シチリアーノ 裏切りの美学
- 2020/09/04
- 23:00

2019 152分
イタリア / フランス / ブラジル / ドイツ
イタリアの巨匠マルコ・ベロッキオ監督が、組織を裏切り、司法当局に協力したマフィアの大物トンマーゾ・ブシェッタを主人公に描いた実録犯罪ドラマ。主演は「フォンターナ広場 イタリアの陰謀」「修道士は沈黙する」のピエルフランチェスコ・ファヴィーノ。共演にルイジ・ロ・カーショ、ファウスト・ルッソ・アレジ。

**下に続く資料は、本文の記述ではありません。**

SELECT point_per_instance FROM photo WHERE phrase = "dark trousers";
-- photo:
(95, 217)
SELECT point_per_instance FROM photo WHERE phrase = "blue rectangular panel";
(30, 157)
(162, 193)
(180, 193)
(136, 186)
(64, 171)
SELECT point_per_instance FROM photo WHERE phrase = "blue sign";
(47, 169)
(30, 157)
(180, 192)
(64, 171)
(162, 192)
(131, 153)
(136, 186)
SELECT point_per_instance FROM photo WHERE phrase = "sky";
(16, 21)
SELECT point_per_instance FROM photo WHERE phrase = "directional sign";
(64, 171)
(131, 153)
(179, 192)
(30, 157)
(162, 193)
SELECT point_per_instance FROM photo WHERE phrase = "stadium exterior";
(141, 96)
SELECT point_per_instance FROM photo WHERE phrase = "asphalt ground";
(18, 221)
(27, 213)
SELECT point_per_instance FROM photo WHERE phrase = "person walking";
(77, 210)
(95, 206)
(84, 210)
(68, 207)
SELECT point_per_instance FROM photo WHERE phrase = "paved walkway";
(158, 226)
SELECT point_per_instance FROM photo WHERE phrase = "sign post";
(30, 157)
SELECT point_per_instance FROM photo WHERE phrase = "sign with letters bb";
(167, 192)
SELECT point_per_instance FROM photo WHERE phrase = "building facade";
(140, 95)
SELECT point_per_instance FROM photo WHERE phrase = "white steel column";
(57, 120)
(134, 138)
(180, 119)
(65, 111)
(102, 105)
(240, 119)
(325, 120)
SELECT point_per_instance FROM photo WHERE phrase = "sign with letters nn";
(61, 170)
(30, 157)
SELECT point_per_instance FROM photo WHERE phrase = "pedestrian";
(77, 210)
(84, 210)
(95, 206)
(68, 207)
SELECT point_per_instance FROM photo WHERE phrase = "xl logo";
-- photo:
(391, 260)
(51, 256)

シチリアでマフィアの抗争が激化していた1980年代初頭。パレルモ派の大物トンマーゾ・ブシェッタは抗争の仲裁に失敗しブラジルに逃れるが、家族や仲間たちがコルレオーネ派によって次々と抹殺されていく。その後、ブラジルで逮捕され、イタリアに引き渡されたブシェッタ。彼が誇りを込めて“コーザ・ノストラ”と呼んできマフィアの現状に失望し、ついに“血の掟”を破り、マフィア撲滅に執念を燃やすファルコーネ判事に協力することを決断するブシェッタだったが…。
シチリアでマフィアの抗争が激化していた1980年代初頭。パレルモ派の大物トンマーゾ・ブシェッタは抗争の仲裁に失敗しブラジルに逃れるが、家族や仲間たちがコルレオーネ派によって次々と抹殺されていく。その後、ブラジルで逮捕され、イタリアに引き渡されたブシェッタ。彼が誇りを込めて“コーザ・ノストラ”と呼んできマフィアの現状に失望し、ついに“血の掟”を破り、マフィア撲滅に執念を燃やすファルコーネ判事に協力することを決断するブシェッタだったが…。
allcinemaより
マフィアの映画らしい。事前知識はこれだけでした。観ている内に実話ベースなのだと知りました。当時の実録の映像(ニュース映像など)が入っていたからです。
凄く面白かったです。終わった時に時計を見たら二時間半も経っていて驚いたが全く退屈しませんでした。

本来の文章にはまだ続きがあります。